Il s’agit, à travers des séries illustrant très librement et très symboliquement des œuvres littéraires, des rêves ou même la théorie de l’évolution, d’une vertigineuse plongée dans un univers hanté de créatures mi-homme, mi-bête, plus démons qu’anges, aux lisières du crépuscule et de la nuit, de la vie et de la mort, du mythe et de la réalité.

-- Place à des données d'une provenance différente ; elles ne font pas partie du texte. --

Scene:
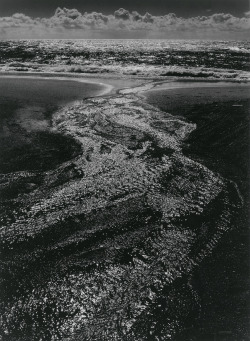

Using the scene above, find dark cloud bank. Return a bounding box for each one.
[0,7,250,39]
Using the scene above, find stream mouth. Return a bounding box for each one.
[0,77,104,173]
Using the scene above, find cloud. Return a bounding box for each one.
[0,7,250,38]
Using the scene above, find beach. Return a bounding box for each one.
[0,71,249,341]
[144,83,250,340]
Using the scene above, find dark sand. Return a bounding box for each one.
[146,85,250,341]
[0,77,104,173]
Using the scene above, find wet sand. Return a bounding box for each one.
[145,84,250,341]
[0,76,106,173]
[0,77,249,341]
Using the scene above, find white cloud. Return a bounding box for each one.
[0,8,250,39]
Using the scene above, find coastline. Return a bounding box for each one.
[1,71,249,340]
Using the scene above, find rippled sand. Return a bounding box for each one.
[0,77,246,341]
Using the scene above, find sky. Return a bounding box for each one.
[0,0,250,40]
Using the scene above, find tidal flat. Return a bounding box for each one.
[0,73,249,341]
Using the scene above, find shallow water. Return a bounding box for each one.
[0,77,104,173]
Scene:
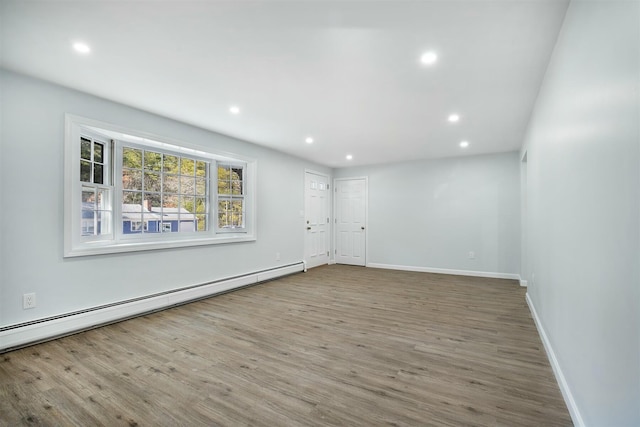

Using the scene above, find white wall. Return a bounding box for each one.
[523,1,640,426]
[334,152,520,276]
[0,71,330,327]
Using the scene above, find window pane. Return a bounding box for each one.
[162,154,180,174]
[196,215,209,231]
[162,175,179,193]
[218,165,231,181]
[231,200,243,227]
[80,160,91,182]
[96,188,111,211]
[218,181,231,195]
[122,191,142,206]
[231,168,242,181]
[231,181,242,195]
[192,197,207,214]
[196,178,207,196]
[95,211,111,234]
[180,196,195,213]
[82,187,96,210]
[142,221,161,233]
[143,193,162,212]
[93,163,104,184]
[144,151,162,171]
[218,210,229,228]
[122,147,142,169]
[122,170,142,190]
[80,138,91,160]
[180,176,196,194]
[196,160,207,176]
[162,195,178,210]
[180,157,195,176]
[93,142,104,163]
[144,171,160,193]
[80,209,96,236]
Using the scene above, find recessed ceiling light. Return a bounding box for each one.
[73,42,91,54]
[420,52,438,65]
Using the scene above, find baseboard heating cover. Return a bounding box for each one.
[0,262,304,353]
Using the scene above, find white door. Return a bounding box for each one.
[304,172,329,268]
[335,178,367,266]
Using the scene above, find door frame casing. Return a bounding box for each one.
[301,168,333,271]
[331,175,369,267]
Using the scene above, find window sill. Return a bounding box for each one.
[64,234,256,258]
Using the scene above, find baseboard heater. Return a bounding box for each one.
[0,262,306,353]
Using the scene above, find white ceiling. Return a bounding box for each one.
[0,0,568,167]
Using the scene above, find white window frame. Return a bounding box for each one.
[64,114,257,257]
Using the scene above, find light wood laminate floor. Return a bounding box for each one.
[0,265,571,426]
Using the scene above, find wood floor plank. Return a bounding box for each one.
[0,265,572,426]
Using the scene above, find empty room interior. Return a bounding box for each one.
[0,0,640,427]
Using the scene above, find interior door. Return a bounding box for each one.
[335,178,367,266]
[304,172,329,268]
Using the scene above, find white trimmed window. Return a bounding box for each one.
[65,115,256,257]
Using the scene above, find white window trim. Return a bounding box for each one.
[64,114,257,257]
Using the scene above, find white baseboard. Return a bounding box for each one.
[367,262,520,281]
[526,292,585,427]
[0,262,304,352]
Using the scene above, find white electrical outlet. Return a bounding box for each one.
[22,293,36,310]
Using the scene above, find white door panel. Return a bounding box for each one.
[304,172,329,267]
[336,178,367,266]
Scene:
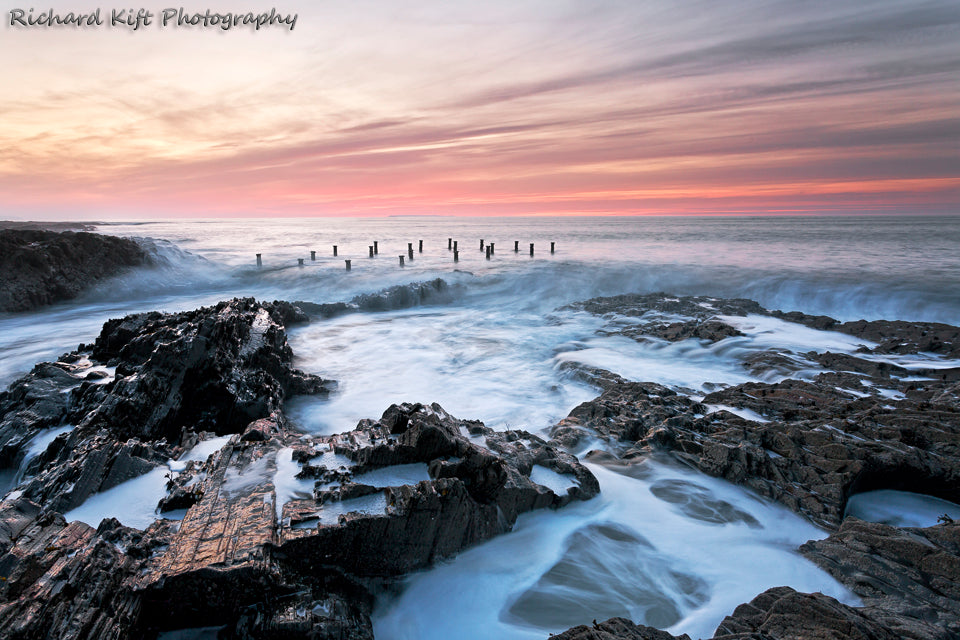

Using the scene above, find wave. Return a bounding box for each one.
[294,278,464,318]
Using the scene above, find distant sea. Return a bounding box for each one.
[0,216,960,638]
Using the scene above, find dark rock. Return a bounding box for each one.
[713,587,903,640]
[0,229,149,311]
[293,278,460,318]
[800,518,960,640]
[550,618,690,640]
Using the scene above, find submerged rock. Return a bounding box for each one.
[0,229,149,311]
[0,299,599,638]
[550,294,960,640]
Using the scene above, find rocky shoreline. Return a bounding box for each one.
[0,230,150,312]
[0,299,599,638]
[0,292,960,640]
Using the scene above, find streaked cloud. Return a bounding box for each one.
[0,0,960,217]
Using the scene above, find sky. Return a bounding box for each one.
[0,0,960,220]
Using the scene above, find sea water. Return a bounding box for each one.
[0,216,960,638]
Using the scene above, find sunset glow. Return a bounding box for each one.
[0,0,960,218]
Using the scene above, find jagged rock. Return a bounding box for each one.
[551,372,960,528]
[550,618,690,640]
[0,513,167,639]
[713,587,903,640]
[569,291,767,320]
[800,518,960,640]
[281,404,600,576]
[0,299,328,512]
[0,229,149,311]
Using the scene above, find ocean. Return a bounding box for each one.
[0,216,960,638]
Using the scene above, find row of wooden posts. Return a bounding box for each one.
[257,238,557,271]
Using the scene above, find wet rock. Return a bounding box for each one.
[0,229,149,311]
[293,278,460,318]
[569,291,766,320]
[713,587,903,640]
[281,404,599,576]
[550,618,690,640]
[800,518,960,640]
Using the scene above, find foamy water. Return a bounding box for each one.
[0,218,960,638]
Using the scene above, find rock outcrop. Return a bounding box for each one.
[0,229,149,311]
[551,294,960,640]
[0,299,599,639]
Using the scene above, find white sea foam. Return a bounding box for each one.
[273,447,316,520]
[63,436,235,529]
[706,404,770,422]
[374,464,857,640]
[530,464,578,496]
[63,466,169,529]
[0,217,960,639]
[320,491,387,524]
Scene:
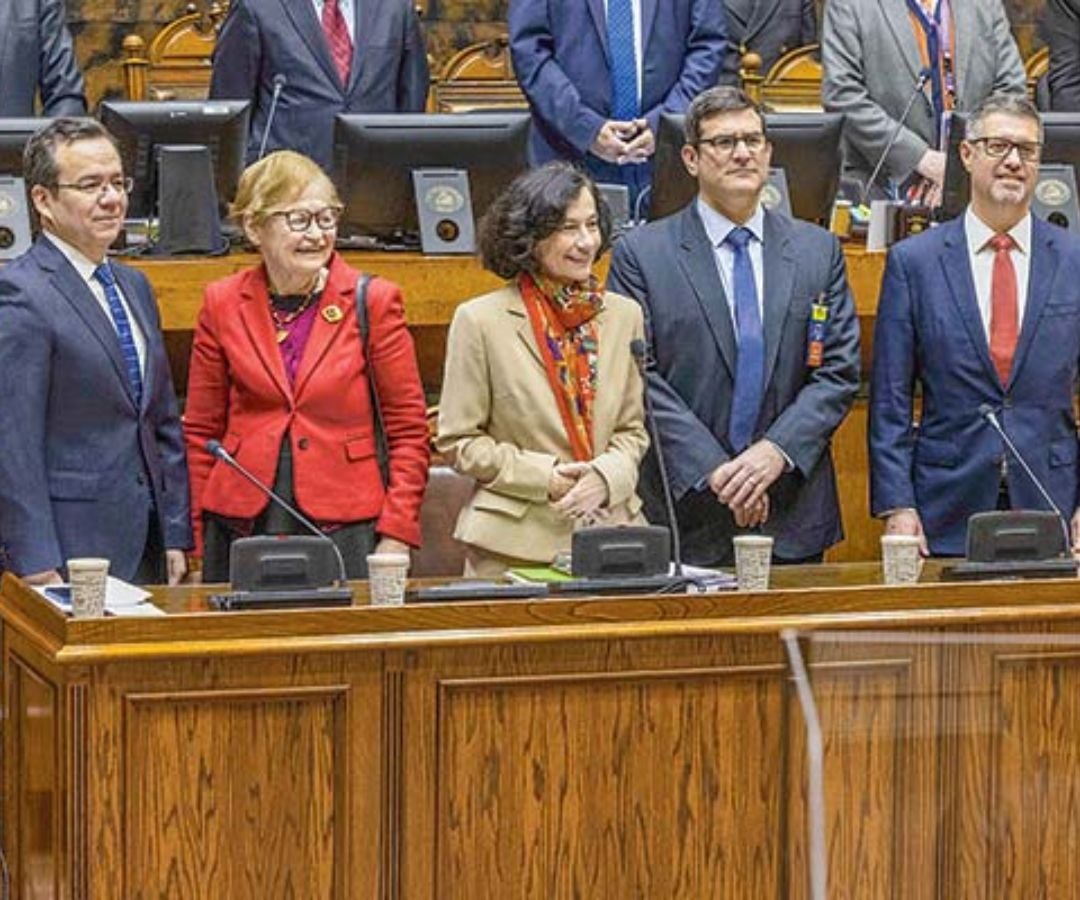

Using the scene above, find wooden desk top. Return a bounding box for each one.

Mais là où, par exemple, les monstres de Bosch semblent sortir tout droit de l’imaginaire ricanant et finalement rassurant de l’artiste, ceux de Redon s’extirpent des cauchemars glaiseux de la partie la plus marécageuse de notre subconscient. Du coup, ces créatures ne sont pas seulement terrifiantes, elles sont dérangeantes. Pas étonnant de la part d’un artiste qui affirme être effrayé par « le silence éternel des espaces infinis » et qui est persuadé « qu’il doit y avoir quelque part des figures primordiales dont les corps ne sont que les images ».
Ces images, à coup sûr, nous conduisent à l’intuition de ces figures primordiales et je ne suis pas sûr que nous aimons cela. Et de se dire que, pour notre confort personnel, il aurait peut-être été plus sage d’aller à l’expo Manet…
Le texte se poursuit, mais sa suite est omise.